On Thursday, we published our most recent Law Enforcement Requests Report, which details the number of legal demands for customer data we received from law enforcement agencies around the world and how Microsoft responded to those requests. This is our third report and covers the period from July to December 2013.
(Note: As with prior editions, this report focuses on demands from criminal law enforcement agencies and does not include legal demands under U.S. national security laws. However, following legal action against the U.S. government, we’ve recently been able to separately publish data about the number of these requests we receive. Our first and most recent report of this data can be found here.)
These reports are part of our ongoing commitment to transparency on these issues. We believe that public availability of such data is important to our customers as well as to an increasingly broad community of advocates and stakeholders working to find the appropriate balance of policies that promote public safety and personal data privacy.
Overall, the data in this latest Law Enforcement Requests Report shared today is largely consistent with prior reports:
· For the latter half of 2013, Microsoft received 35,083 requests from law enforcement agencies potentially impacting 58,676 accounts.
· Approximately 76 percent of requests resulted in disclosure of only “non-content data.” In 21 percent of all requests, no data at all was disclosed.
· Only a small number of requests, 2.32 percent, resulted in disclosure of customer content data. Most of these requests – more than 80 percent – were from United States law enforcement agencies. This is in line with what we observed about the first half of 2013 and is consistent with what we saw in 2012.
· We continue to see that a majority of the law enforcement demands we receive come from a handful of countries, led by the U.S., Turkey, Germany, France and the United Kingdom.
· As with our prior Law Enforcement Request Reports, this new data shows that across our services, and out of hundreds of millions of accounts, only a fraction of accounts are affected – less than 0.01 percent.
· We received only three legal orders for data associated with use of our commercial services by our enterprise customers (i.e., those with more than 50 seats), seeking information about 15 accounts. We disclosed information in response to all three of those requests.
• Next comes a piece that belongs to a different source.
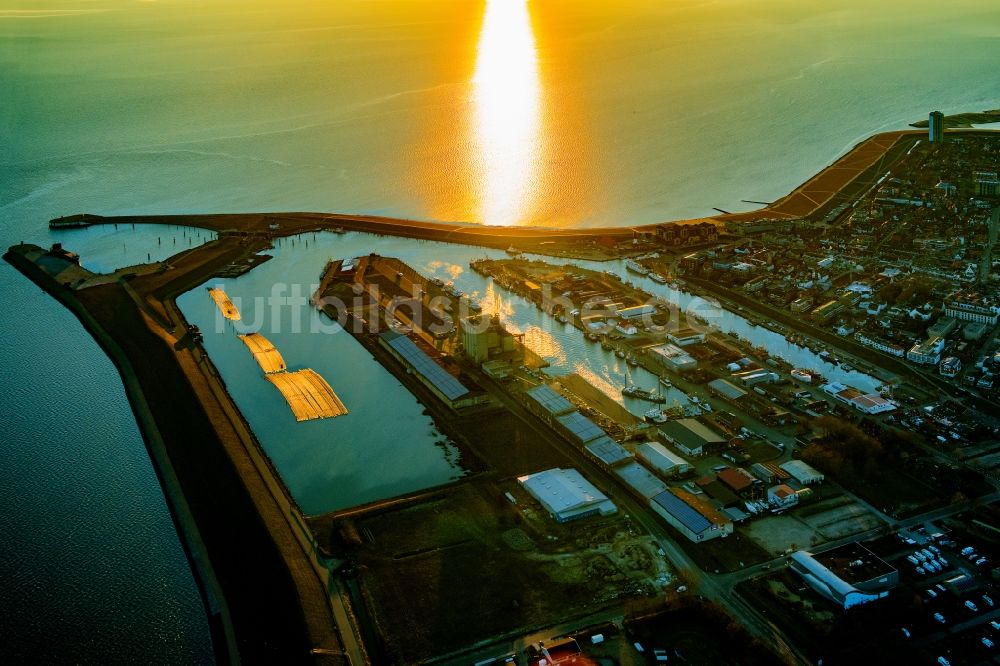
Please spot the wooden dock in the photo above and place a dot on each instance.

· We receive government demands for customer data from a large number of countries around the world. This highlights the need we’ve previously outlined for an international convention that is grounded in human rights commitments and covers these important issues.
Beyond the data, we also provide additional transparency on how we handle all government demands for customer data in our Principles, Policies and Practices FAQ. We hope you find this information valuable to understanding the steps we take to address these demands in line with our commitment to human rights, free expression and individual privacy.